My understanding is that mutate_at statements work for all individual string variables whereas mutate statements for final, merged comments (all_comment). Is that correct?

andresrcs · October 17, 2019, 4:27pm

Sorry but I still don't understand what you mean, try to exemplify your question with code.

Slavek · October 22, 2019, 8:49am

That is all right. I used enough of your time and you help is significantly better than going through other (not always working) solutions found in R documentations or other websites.

I simply want to make sure my "try and go" codes are not too complicated and not overwritten if they can be simplified. I just have a feeling that my code is too long and mutate_at and mutate do the same thing as they both include identical elements like this one:

(regex("^(no\\scomment?|n/a|Not\\sApplicable|nothing|^\\s*n.?a.?\\s*$)$", ignore_case = TRUE)

That is all. Sorry if this question is silly. I simply prefer to ask this type of questions to experts like you rather then getting false, misleading information from other sources.

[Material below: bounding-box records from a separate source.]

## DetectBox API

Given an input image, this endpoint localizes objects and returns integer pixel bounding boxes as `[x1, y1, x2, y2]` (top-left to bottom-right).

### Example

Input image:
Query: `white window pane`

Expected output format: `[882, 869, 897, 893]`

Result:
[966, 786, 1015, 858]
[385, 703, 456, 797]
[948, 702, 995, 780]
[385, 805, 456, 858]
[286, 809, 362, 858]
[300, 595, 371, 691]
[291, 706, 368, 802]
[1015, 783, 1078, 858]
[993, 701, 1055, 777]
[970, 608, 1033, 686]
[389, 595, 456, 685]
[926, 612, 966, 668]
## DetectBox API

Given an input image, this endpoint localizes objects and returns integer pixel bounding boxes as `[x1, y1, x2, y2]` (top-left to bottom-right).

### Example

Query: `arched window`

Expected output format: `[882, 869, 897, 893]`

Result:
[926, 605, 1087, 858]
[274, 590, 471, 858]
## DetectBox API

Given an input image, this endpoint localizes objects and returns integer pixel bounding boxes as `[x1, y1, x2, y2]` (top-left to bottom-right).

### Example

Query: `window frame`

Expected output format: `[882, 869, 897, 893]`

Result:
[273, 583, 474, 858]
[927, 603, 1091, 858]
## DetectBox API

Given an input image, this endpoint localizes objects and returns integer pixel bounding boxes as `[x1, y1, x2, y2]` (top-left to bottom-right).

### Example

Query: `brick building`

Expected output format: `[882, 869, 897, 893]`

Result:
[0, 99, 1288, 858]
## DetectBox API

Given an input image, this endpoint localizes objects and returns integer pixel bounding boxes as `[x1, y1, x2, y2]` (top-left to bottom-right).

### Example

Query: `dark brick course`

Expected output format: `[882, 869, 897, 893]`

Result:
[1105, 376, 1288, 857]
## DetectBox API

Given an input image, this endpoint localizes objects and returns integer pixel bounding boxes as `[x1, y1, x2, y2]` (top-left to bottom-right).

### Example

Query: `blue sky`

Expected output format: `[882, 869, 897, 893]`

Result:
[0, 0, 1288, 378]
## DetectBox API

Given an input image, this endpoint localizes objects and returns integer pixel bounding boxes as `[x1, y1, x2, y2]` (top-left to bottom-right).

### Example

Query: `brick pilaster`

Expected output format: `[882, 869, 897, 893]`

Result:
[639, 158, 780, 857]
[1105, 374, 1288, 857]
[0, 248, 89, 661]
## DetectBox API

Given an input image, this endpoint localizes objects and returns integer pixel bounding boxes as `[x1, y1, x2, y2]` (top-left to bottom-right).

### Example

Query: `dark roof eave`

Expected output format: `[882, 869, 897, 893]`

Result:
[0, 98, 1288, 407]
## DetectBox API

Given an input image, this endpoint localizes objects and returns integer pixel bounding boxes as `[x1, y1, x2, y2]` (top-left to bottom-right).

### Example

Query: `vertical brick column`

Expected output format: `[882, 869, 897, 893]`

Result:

andresrcs · October 22, 2019, 12:37pm

Yes, you are duplicating some actions, I think the best way to check for this is to execute your code command by command and check intermediate outputs

system · November 12, 2019, 12:37pm

This topic was automatically closed 21 days after the last reply. New replies are no longer allowed.